The thing I learned, as someone who studies a hard science, is that a lot of "diagnoses" are arbitrarily defined with no known biological markers or laboratory tests to identify the condition.
Many such throwaway diagnoses exist in all specialisations of medicine- IBS in gastro, POTS in cardiology, fibromyalgia in rheumatology and ortho, depression/anxiety in psychiatry, chronic fatigue syndrome in immunology, etc. Basically, all of these are umbrella terms to mean, they have no idea what's actually wrong with you, but they can't deny that the pain you're experiencing is a tangible, real thing. (many doctors still do though)
Having such labels can be helpful if you need them to get disability benefits or adjustments at work/school, but can be the nail in your coffin if you seek advice for a different condition later, that gets conflated with your depression, fibromyalgia, anxiety, and so on.
I was misdiagnosed many years with anxiety, when I actually had ptsd and autism. Unfortunately, psychiatry doesn't really understand ptsd, so any sort of treatment you will be offered will be the exact same SSRI/SNRI bullshittery that doesn't touch the areas of the brain that are most effected by ptsd. I think ptsd should be studied from a neurology perspective and not a psychiatric one, so getting diagnosed by a psychiatrist didn't really make a difference for me because they weren't really sure how to help. Throw the same talk therapies and SSRIs and see if they stick was their penchant.

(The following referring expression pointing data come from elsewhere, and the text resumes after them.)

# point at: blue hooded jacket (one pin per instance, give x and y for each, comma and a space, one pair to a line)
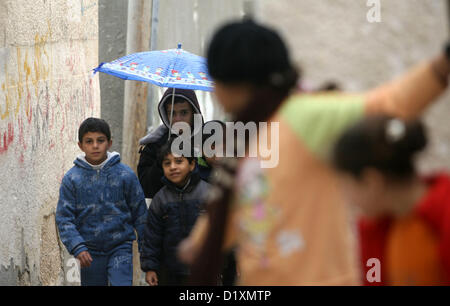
99, 209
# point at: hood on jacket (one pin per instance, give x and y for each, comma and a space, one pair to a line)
193, 179
186, 94
154, 135
111, 159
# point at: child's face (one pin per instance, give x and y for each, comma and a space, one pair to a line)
176, 169
96, 146
182, 112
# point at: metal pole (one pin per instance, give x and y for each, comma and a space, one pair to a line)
153, 45
135, 97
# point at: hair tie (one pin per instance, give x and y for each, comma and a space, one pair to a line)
276, 79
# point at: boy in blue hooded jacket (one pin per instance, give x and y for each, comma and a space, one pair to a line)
101, 204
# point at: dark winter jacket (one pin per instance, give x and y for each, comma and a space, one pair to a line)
149, 172
171, 216
99, 209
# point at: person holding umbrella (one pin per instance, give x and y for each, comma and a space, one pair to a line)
185, 105
289, 223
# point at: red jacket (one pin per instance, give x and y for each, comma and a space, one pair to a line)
416, 249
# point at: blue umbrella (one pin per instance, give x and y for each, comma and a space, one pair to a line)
174, 68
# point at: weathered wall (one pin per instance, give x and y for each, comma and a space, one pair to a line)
332, 40
47, 49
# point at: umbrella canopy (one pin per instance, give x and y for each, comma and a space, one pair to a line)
175, 68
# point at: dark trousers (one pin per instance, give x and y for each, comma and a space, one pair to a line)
113, 268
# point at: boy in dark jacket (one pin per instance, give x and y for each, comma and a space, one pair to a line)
100, 205
184, 108
171, 216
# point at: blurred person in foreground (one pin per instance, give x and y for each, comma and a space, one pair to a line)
289, 222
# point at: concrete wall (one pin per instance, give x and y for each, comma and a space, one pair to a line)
47, 49
189, 22
112, 27
332, 40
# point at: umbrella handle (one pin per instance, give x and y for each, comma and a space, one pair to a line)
171, 113
171, 110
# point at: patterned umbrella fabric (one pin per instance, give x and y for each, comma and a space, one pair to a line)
173, 68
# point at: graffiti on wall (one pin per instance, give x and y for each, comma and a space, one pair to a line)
39, 105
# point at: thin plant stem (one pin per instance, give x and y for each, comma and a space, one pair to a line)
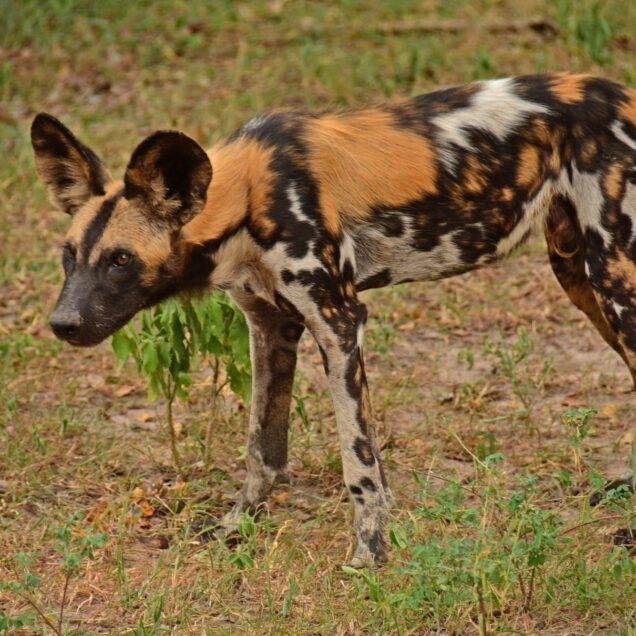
176, 458
213, 410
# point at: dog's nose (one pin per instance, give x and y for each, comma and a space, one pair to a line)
65, 325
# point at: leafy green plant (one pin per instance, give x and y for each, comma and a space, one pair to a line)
172, 338
480, 554
515, 362
578, 419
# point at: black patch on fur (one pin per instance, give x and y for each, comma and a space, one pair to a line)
363, 451
96, 228
368, 484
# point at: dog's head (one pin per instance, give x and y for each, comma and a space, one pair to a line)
120, 253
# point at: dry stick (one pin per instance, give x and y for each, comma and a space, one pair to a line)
173, 436
213, 410
482, 611
60, 619
528, 599
539, 25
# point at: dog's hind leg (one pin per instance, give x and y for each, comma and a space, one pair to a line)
566, 250
606, 204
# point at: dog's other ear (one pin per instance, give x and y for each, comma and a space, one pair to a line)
170, 173
72, 172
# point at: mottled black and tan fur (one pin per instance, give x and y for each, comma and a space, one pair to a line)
296, 213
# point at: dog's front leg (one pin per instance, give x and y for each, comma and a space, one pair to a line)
338, 330
274, 340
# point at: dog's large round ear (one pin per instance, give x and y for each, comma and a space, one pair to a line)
170, 173
72, 172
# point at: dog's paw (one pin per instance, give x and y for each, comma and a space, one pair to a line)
625, 537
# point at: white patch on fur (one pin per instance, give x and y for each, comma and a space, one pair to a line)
588, 199
376, 252
495, 108
360, 335
296, 208
277, 259
619, 133
534, 213
628, 207
255, 123
618, 309
347, 252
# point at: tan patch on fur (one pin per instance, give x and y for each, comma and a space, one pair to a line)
362, 159
475, 179
613, 181
622, 268
239, 262
241, 181
569, 88
129, 229
528, 174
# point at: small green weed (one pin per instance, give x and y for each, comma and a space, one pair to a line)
75, 543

When it came to my other conditions, I pretty much had to figure out myself what was wrong after all my tests came back clean, as doctors tried to say, oh its just stress, or oh, we don't know. If you have an illness that is clear cut, say arthritis or something of that sort, getting a diagnosis will be beneficial to you. Getting a diagnosis for something that is not well understood and doctors are ignorant about, feels more like a death sentence.